The counties selected were Jefferson, Webster, Shelby, Rowan, Oldham, Laurel, Larue, Owen, Anderson, Christian, Daviess, and Breathitt. The Attorney General’s Department of Criminal Investigations will conduct the audits to determine if any irregularities took place during the 2022 general election.

“Investigators with this office will work with county clerks to assess for any voting irregularities in the 2022 general election,” he said. “After completing these audits, the results will be presented to the grand jury in each audited county, who will then report their findings to the senior judge for their judicial circuit.”

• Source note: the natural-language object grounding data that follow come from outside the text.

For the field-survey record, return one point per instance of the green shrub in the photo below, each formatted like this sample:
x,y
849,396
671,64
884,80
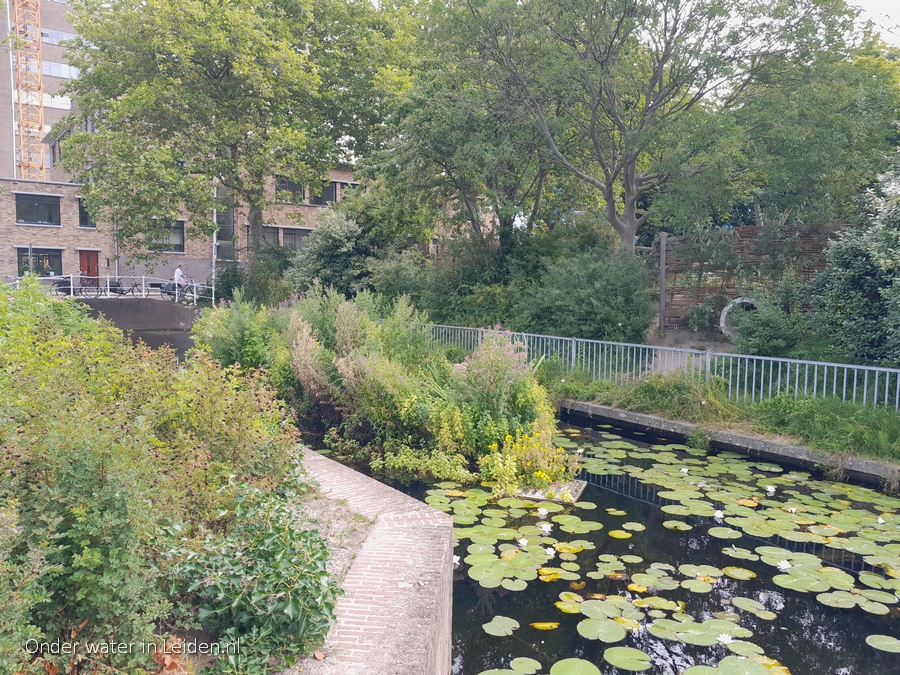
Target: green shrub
x,y
336,255
20,590
599,294
849,298
104,444
830,424
264,584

Cameron noted that his election fraud hotline took 93 complaints prior to election day, 209 complaints on election day itself, and 77 more after the election, for a total of 379 during the general election cycle.  By comparison, there were 330 complaints after the 2020 general election, and 295 during the 2022 primary election season.

“Currently, we have three open criminal investigations from the 2022 general election,” he said.  “As the investigations are ongoing, we cannot comment on specifics.”

The 12 counties selected after the 2022 primary were Nicholas, Monroe, Graves, Metcalfe, Jackson, Hopkins, Pendleton, Boyd, Madison, Powell, Rockcastle and Grayson.

“I’m pleased to report that we did not find any irregularities in those counties,” Cameron said, “and to ensure they are not audited in two consecutive elections, if they are drawn again, I will set that county aside and draw another one.”

Monroe was one of the 12 chosen on Monday. But since they were audited after the primary, another county was chosen as a replacement.

In the past, state law required the post-election audits in six counties, equal to five percent of Kentucky’s 120 counties, but the General Assembly passed legislation this year which doubled the number to 12, effective with the 2022 primary.